Al final resultaron ser ciento dos. Lo dijo el hombre de la empresa de mudanzas. Él y su socio acababan de terminar de amontonar las últimas en el garaje, alrededor del cajón que contenía el polvillo que quedaba del Gólem de Praga, encima y al lado del mismo. Joe había salido de la casa para firmarlo todo. Miró a Tommy con una cara un poco rara, como despeinada por el viento o algo parecido, y ruborizada. Tenía los faldones de la camisa por fuera y saltaba de un pie a otro porque iba en calcetines. La madre de Tommy miraba desde la puerta de la casa. Se había quitado toda la ropa de ir a la ciudad y se había vuelto a poner el albornoz. Joe firmó y puso sus iniciales en los impresos allí donde era necesario y los empleados de mudanzas se metieron en su camión y regresaron a la ciudad. Luego Joe y Tommy entraron en el garaje y se quedaron mirando las cajas. Al cabo de un momento, Joe se sentó en una de ellas y encendió un cigarrillo.
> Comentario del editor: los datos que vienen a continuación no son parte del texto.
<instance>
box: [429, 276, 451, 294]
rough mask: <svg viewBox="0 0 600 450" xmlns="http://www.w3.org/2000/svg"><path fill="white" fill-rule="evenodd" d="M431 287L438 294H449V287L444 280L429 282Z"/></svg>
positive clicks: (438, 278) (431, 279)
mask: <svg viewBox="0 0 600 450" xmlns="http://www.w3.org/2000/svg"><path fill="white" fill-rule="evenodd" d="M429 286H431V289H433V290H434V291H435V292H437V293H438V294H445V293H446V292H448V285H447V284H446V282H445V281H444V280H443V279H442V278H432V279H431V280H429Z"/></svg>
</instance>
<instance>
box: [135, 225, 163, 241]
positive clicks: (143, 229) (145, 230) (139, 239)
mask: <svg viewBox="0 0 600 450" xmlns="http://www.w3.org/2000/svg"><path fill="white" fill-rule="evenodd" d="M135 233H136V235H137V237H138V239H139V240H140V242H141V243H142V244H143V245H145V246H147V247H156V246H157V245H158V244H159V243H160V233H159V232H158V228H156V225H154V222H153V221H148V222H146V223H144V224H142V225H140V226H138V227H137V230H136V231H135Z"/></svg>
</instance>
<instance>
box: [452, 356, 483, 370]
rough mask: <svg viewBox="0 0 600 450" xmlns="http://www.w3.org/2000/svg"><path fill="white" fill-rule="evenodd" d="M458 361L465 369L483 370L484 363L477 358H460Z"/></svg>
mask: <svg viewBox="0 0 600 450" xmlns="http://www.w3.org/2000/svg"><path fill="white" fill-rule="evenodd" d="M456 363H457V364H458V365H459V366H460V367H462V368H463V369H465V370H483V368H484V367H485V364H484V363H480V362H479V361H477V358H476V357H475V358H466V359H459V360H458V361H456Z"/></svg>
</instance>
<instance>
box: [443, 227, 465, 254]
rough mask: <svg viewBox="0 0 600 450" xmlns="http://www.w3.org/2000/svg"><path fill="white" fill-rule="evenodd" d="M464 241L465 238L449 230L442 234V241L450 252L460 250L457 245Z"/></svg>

—¿Cómo te ha ido en la escuela?
—Hemos visto a papá en la tele —le dijo Tommy a Joe—. El señor Landauer ha traído su tele a la clase.
—Ajá —dijo Joe, mirando a Tommy con una expresión extraña.
—Estaba, bueno, sudaba mucho —dijo Tommy.
—Oh, no lo creo.
—Todos los niños han dicho que parecía sudoroso.
—¿Y qué más han dicho?
—Eso es lo que han dicho. ¿Puedo leer tus cómics?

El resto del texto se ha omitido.